As valuable as Mayor Adams' advice no doubt is, the Occupy movement is absolutely right to consider him an enemy who is protecting the interests of the 1 percent.

Anyone who knows the history of the civil rights movement will hear an echo of the past in the claims of politicians and police that they are merely "keeping order" and "doing their jobs."

Laurie Pritchett, the one-time police chief of Albany, Ga., set a new standard for Southern sheriffs battling the civil rights movement. When the movement began a campaign in the city in late 1961, Pritchett deliberately implemented a strategy of using mass arrests, but avoiding violence that could attract sympathy for activists. His justification whenever questioned was that he was simply doing his job and "following the law."

You can hear almost identical justifications today from Bloomberg, Quan, Adams and all the rest.

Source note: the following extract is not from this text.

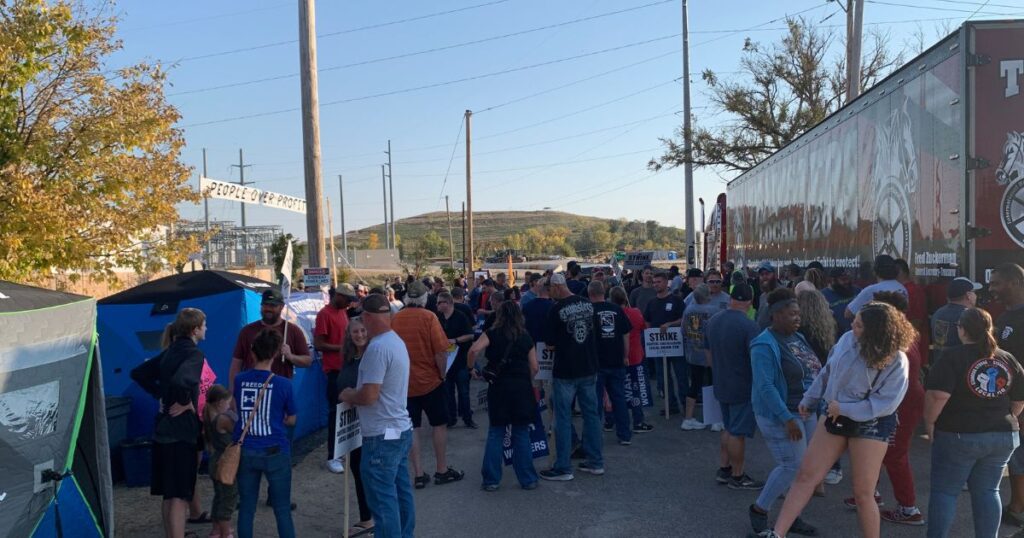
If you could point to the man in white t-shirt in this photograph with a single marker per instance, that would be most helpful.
(387, 431)
(886, 271)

They say they support the right of people to protest, but that Occupy activists are going too far, and their activities must be curbed for everyone's good.

But the people participating in the Occupy movement are tired of being told to wait--tired of watching poor and working class people suffer while the rich get richer; tired of never-ending unemployment; tired of overwhelming student loan and health care debts.

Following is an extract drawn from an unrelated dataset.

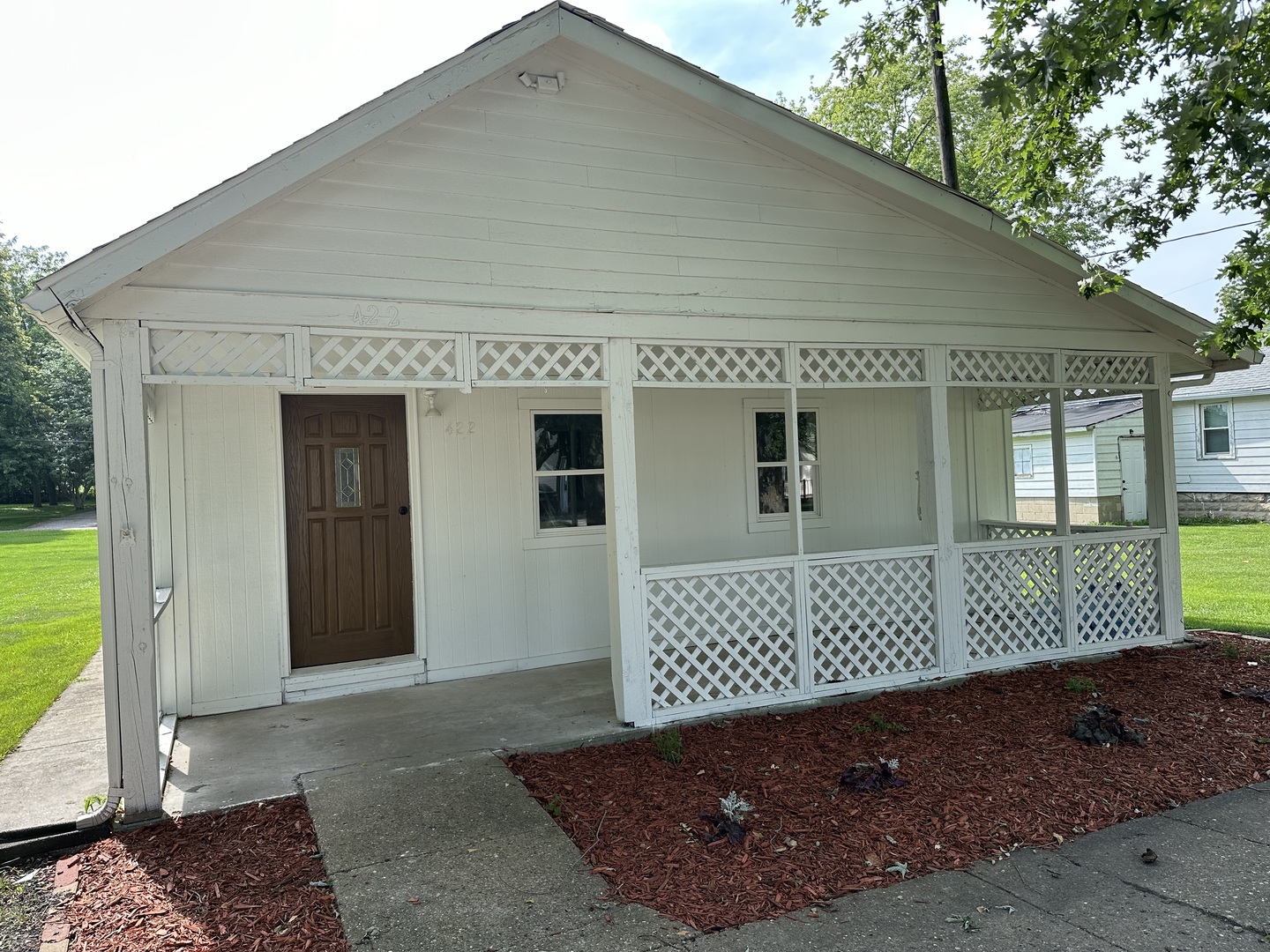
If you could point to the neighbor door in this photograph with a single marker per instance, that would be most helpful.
(348, 528)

The lives of the 99 percent are disrupted every day by poverty, debt, joblessness, lack of affordable health care, inadequate schools and more. Why shouldn't the lives of the 1 percent be disrupted in the pursuit of some measure of justice and equality?

The recent raids and arrests should be seen for what they are: a national assault on the right to peaceful protest. The 1 percent has no answers to the questions the Occupy movement is demanding of them--no answers other than trying to increase their wealth and power at our expense, and using police repression against those who dissent.

Across the U.S., more than 3,600 Occupy protesters have been arrested in the two months since the Occupy movement began--even as the criminals on Wall Street continued their pillaging of the economy.

Whether their attacks on our movement are "peaceful" or "aggressive," delivered with claims of sympathy or not, the politicians are united in their defense of the 1 percent.

We have to be united in our opposition to their attempts to silence us. The fight is on in cities across the country to defend encampments and our right to protest. And on November 17, activists in many cities will participate in a labor-backed national day of action that can continue the process of building a broader Occupy movement, with more and more people mobilized behind it.

All these actions send a message, loud and clear: The political representatives of the 1 percent may get away with the attack on our encampments, but they'll never silence the anger, the desire for change and the determination to struggle that is at the heart of the Occupy movement.